Saya mengerti, ibunya Anggun mengabulkan permintaan anaknya karena beliau ingin "main aman". Artinya, dia lelah jika harus melakukan hard bargain dengan anaknya yang akan berujung pada rengekan atau bahkan tantrum. Pun ia ingin tugas memberi makan anaknya cepat selesai tanpa harus "berperang" dengan anaknya. Meski, belakangan nanti ia akan kerepotan dan baru bisa tidur jam dua pagi.

Menurut saya, proses tawar-menawar yang dilakukan ibunya Anggun belum maksimal. Apalagi yang dihadapinya adalah persoalan krusial, yaitu: aktivitas makan. Sebetulnya proses tawar-menawar bisa dimulai dengan cara yang halus, hingga sampai pada tawaran yang mungkin agak mengancam.

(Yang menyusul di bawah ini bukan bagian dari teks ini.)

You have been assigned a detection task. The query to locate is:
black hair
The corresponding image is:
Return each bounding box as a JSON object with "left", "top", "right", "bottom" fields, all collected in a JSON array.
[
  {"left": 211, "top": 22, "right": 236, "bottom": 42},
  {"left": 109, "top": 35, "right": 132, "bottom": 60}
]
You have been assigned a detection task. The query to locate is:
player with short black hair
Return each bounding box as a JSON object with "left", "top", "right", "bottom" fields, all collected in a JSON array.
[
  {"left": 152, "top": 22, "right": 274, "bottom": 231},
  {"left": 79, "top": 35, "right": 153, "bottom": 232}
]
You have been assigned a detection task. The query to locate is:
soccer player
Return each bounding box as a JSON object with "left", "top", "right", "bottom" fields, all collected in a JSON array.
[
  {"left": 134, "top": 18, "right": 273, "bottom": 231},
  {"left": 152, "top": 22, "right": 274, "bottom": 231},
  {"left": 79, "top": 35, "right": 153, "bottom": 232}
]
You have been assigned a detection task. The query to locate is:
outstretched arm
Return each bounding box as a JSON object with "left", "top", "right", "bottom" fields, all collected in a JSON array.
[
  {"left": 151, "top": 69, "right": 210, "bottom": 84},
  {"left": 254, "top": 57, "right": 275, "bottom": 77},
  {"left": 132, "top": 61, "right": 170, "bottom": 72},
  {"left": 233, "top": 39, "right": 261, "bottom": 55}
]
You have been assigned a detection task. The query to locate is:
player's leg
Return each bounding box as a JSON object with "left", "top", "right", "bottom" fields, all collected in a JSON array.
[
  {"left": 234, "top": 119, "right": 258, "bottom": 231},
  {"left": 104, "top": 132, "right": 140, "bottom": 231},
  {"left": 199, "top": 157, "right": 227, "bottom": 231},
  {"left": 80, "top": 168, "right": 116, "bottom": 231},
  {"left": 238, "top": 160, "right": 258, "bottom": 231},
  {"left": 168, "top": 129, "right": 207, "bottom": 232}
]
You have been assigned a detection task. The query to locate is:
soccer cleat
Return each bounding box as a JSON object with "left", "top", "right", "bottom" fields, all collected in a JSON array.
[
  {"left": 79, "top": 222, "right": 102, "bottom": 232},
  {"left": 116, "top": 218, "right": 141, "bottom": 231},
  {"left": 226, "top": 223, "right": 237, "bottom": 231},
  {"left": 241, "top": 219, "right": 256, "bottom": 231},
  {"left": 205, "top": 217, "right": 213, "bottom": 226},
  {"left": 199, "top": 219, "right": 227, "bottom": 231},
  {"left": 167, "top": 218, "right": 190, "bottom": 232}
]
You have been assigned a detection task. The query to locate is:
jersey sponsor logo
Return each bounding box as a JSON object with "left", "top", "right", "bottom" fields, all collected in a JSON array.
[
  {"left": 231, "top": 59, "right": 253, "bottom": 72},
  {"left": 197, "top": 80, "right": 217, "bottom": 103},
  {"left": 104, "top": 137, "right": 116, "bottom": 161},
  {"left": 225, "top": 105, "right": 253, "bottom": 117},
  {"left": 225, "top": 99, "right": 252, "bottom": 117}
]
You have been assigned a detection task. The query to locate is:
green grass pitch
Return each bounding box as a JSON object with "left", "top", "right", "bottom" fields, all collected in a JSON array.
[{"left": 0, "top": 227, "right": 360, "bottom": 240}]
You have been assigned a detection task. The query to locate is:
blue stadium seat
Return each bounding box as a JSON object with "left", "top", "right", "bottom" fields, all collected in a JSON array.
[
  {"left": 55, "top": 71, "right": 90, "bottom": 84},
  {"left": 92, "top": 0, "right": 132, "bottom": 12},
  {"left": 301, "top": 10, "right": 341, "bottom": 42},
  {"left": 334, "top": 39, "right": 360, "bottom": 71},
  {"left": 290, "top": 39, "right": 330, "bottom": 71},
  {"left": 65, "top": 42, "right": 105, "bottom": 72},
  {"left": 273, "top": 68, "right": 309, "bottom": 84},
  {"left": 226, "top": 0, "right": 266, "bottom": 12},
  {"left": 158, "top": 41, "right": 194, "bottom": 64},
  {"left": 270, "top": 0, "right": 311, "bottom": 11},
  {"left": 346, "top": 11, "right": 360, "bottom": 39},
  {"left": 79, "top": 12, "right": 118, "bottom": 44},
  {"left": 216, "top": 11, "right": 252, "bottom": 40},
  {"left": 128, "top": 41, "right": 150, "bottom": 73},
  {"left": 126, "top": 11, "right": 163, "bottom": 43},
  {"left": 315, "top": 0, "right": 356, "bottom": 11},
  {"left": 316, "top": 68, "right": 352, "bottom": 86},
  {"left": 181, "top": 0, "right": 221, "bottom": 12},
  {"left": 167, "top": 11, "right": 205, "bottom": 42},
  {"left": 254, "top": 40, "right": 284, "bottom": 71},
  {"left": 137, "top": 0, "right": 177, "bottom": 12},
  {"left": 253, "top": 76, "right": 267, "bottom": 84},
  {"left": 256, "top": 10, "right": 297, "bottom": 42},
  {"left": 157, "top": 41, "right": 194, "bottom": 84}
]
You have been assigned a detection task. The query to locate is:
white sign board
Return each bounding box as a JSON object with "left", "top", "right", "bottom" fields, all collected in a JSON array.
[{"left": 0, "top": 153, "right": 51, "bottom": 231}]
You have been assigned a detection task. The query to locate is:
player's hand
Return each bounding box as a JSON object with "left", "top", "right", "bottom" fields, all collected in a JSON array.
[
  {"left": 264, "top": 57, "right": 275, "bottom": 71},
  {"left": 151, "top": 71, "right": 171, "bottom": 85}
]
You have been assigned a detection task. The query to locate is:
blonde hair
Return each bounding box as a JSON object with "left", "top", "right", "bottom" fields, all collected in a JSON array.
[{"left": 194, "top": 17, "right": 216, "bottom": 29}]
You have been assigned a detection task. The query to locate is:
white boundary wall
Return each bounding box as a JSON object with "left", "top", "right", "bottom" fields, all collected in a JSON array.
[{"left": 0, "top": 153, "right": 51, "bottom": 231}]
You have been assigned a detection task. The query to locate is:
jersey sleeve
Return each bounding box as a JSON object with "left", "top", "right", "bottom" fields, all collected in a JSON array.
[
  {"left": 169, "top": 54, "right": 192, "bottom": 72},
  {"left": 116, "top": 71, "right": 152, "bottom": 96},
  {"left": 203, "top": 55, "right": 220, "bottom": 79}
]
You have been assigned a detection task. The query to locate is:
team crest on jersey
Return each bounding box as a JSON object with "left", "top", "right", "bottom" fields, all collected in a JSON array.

Misalnya: akan dibuatkan es teh setelah makannya selesai. Atau yang paling keras: tidak ada es teh kalau merengek terus. Ibu pasti bisa memahami perangai anak dan mengerti seberapa besar toleransi yang bisa diberikan padanya. Untuk itu, jangan pernah mengalah pada hal-hal yang seharusnya diperjuangkan demi kebaikan bersama. Namun, juga bukan berarti kita harus selalu bersikap keras pada mereka.